Astrologically, Leo season (July 22 – Aug 22) has settled in, following another positive Cancer season in the markets. The emotional and protective energies of Cancer have now transformed into the proud and outgoing energies of Leo, normally reflected in world leaders and CEOs. Please review our Sign Language – Leo Season blog, dated 7-10-25 for more details. As noted, Cancer season, which is normally very solid, ended with a gain of almost 1% in the S&P. Leo season is typically weak, which finally kicked in by weeks end. The planet Venus moving into Cancer also suggests that emotions should be kept in check, and one should not fall victim to FOMO (Fear of Missing Out), as discussed in our recent Trader Transits – Venus in Cancer blog, dated 7-21-25.
Also, Mercury turned retrograde on Friday (July 18), just a few days prior to the start of Leo season. Mercury Retrograde often results in volatility and pullbacks as well, and lasts about 3 weeks (through August 11). Please review our Planet Power – Mercury Retrograde blog, dated 4-1-24 for more details. Although this period began rather calm, uncertainty escalated on Thursday and Friday. As we noted the last few weeks, tensions could increase again between world leaders, which always affects the markets short-term.
Leading sectors, with over 50% of stocks trading over their 200-MAs, continue to include Utilities and Communications Services, the only 2 over 70%. Information Technology, Consumer Discretionary, and Industrials also remain above 50% (in the 60% range), which were boosted by some positive earnings, while Energy, Consumer Staples, and Real Estate have continued to lag. In the long run, sectors of the technology industry that are likely to continue their advance into the future include AI, robotics, quantum computing, and space development (with Pluto in Aquarius, and Uranus recent ingress into Gemini).

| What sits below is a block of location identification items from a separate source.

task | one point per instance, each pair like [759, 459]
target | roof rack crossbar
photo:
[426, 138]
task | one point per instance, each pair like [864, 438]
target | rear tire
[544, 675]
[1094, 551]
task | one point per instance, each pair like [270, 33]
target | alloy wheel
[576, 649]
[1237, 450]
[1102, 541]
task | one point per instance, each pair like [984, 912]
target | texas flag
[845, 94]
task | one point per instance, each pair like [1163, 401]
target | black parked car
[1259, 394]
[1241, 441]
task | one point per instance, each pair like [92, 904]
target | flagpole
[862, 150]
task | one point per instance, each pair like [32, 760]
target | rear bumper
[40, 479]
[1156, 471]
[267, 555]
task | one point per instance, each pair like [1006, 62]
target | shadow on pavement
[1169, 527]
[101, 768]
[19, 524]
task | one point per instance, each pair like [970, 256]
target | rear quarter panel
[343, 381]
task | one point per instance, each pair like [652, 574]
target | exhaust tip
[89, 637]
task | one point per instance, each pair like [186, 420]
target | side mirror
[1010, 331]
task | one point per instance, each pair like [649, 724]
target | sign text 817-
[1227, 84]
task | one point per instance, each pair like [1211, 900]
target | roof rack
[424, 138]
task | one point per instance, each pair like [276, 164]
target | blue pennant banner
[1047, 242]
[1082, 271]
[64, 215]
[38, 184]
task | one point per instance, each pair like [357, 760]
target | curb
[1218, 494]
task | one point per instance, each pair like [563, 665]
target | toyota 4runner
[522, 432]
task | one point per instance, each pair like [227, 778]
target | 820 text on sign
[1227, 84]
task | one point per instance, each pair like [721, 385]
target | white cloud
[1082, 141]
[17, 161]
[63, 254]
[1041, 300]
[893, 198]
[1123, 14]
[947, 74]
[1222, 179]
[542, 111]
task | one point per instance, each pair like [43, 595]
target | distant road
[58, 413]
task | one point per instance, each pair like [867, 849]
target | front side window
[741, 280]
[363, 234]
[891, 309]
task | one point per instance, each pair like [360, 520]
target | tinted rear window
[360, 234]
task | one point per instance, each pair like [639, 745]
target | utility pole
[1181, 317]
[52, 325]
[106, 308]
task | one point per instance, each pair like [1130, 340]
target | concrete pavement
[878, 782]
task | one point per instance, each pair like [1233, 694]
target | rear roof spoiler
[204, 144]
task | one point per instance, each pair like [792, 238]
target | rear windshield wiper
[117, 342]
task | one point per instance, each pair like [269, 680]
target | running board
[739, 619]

Gold (ruled by the Sun), and Silver (ruled by the Moon), slumped this week, with the firming of the U.S. dollar, until a safe-haven bias resurgence on Friday. As previously noted, the Jupiter in Cancer (ruled by the Moon) transit, which began on June 9, jump-started a much-anticipated rally in silver, as the Moon rules that metal as well. The Gold to Silver Ratio (covered in our publication), which had remained disproportionately in favor of silver for quite some time, has been steady in the past month, closing at 90.7, after last week’s close of 87.2, remaining near its lowest level since mid-December. The outlook remains the same for both, however, as any dip in these metals continues to be a long-term buying opportunity. Copper has also been rallying heavily after a sharp downturn, and its strength should continue absent any recession concerns.
***As always, this information is not intended to be financial advice, or any specific buy or sell recommendation, but rather a guide to assist the reader in some further understanding of current economic conditions/movements in the sky, and how they can affect moods, behaviors, world events, and financial markets.